CI/CD Pipeline: A Gentle Introduction

This article is long. Download PDF to read it later.

Do you want your engineering team to deliver bug-free code at high velocity? A fast and reliable CI/CD pipeline is crucial for doing that sustainably over time.

What is a CI/CD pipeline?

A CI/CD pipeline automates your software delivery process. The pipeline builds code, runs tests (CI), and safely deploys a new version of the application (CD).

Automated pipelines remove manual errors, provide standardized feedback loops to developers, and enable fast product iterations.

What do CI and CD mean?

CI, short for Continuous Integration, is a software development practice in which all developers merge code changes in a central repository multiple times a day. CD stands for Continuous Delivery, which on top of Continuous Integration adds the practice of automating the entire software release process.

With CI, each change in code triggers an automated build-and-test sequence for the given project, providing feedback to the developer(s) who made the change. The entire CI feedback loop should run in less than 10 minutes.

Continuous Delivery includes infrastructure provisioning and deployment, which may be manual and consist of multiple stages. What’s important is that all these processes are fully automated, with each run fully logged and visible to the entire team.

Learn more here: CI/CD: Continuous Integration & Delivery Explained

Elements of a CI/CD pipeline

A CI/CD pipeline may sound like overhead, but it isn’t. It’s essentially a runnable specification of the steps that any developer needs to perform to deliver a new version of a software product. In the absence of an automated pipeline, engineers would still need to perform these steps manually, and hence far less productively.

Most software releases go through a couple of typical stages:

Failure in each stage typically triggers a notification—via email, Slack, etc.—to let the responsible developers know about the cause. Otherwise, the whole team receives a notification after each successful deployment to production.

Source stage

In most cases, a pipeline run is triggered by a source code repository. A change in code triggers a notification to the CI/CD tool, which runs the corresponding pipeline. Other common triggers include automatically scheduled or user-initiated workflows, as well as results of other pipelines.

Build stage

We combine the source code and its dependencies to build a runnable instance of our product that we can potentially ship to our end users. Programs written in languages such as Java, C/C++, or Go need to be compiled, whereas Ruby, Python and JavaScript programs work without this step.

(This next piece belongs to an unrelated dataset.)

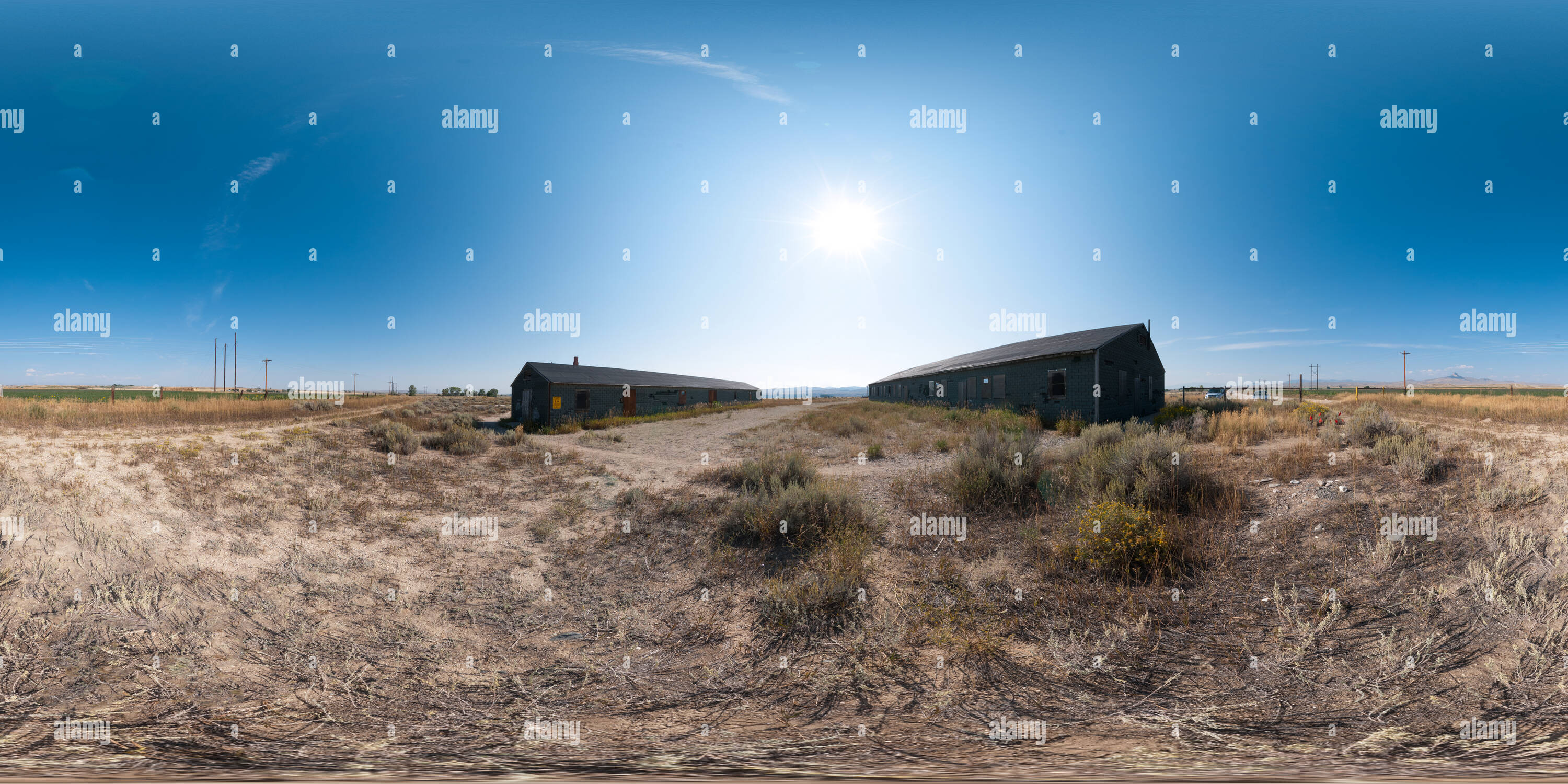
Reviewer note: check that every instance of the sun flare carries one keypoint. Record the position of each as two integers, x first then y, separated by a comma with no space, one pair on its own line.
846,228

Regardless of the language, cloud-native software is typically deployed with Docker, in which case this stage of the CI/CD pipeline builds the Docker containers.

Failure to pass the build stage is an indicator of a fundamental problem in a project’s configuration, and it’s best to address it immediately.

Test stage

In this phase, we run automated tests to validate our code’s correctness and the behavior of our product. The test stage acts as a safety net that prevents easily reproducible bugs from reaching the end-users.

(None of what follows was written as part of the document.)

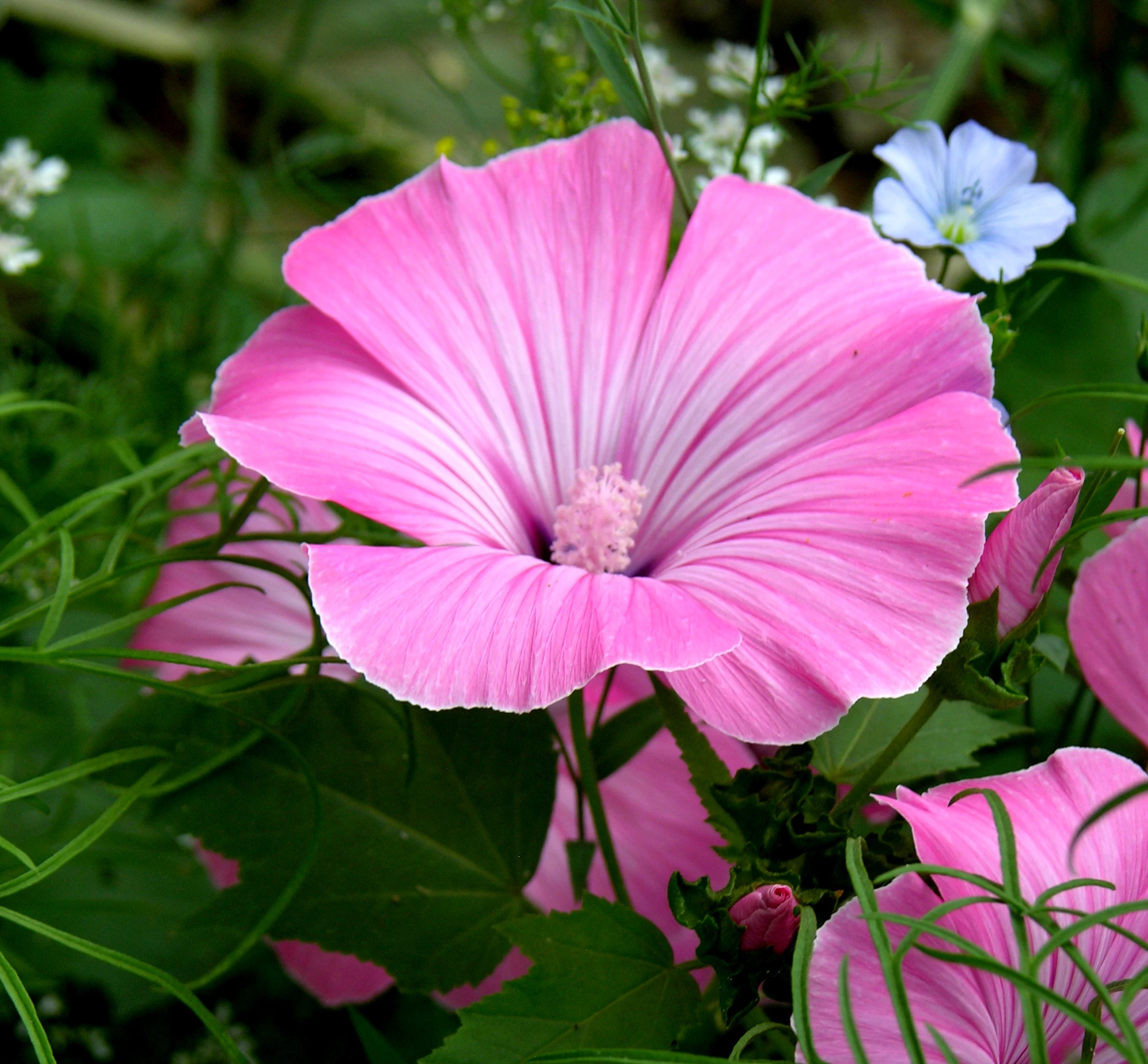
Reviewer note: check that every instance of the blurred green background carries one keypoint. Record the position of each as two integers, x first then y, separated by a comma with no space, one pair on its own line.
203,136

The responsibility of writing tests falls on the developers. The best way to write automated tests is to do so as we write new code in test- or behavior-driven development.

Depending on the size and complexity of the project, this phase can last from seconds to hours. Many large-scale projects run tests in multiple stages, starting with smoke tests that perform quick sanity checks to end-to-end integration tests that test the entire system from the user’s point of view. An extensive test suite is typically parallelized to reduce run time.

Failure during the test stage exposes problems in code that developers didn’t foresee when writing the code. It’s essential for this stage to produce feedback to developers quickly, while the problem space is still fresh in their minds and they can maintain the state of flow.

Deploy stages

Once we have a built a runnable instance of our code that has passed all predefined tests, we’re ready to deploy it. There are usually multiple deploy environments, for example, a “beta” or “staging” environment which is used internally by the product team, and a “production” environment for end-users.

Teams that have embraced the Agile model of development—guided by tests and real-time monitoring—usually deploy work-in-progress manually to a staging environment for additional manual testing and review, and automatically deploy approved changes from the master branch to production.

Examples of CI/CD pipelines

Pipelines reflect the complexity of a project. Configuring even the simplest pipeline with one job that runs on every code change will save a team many headaches in the future.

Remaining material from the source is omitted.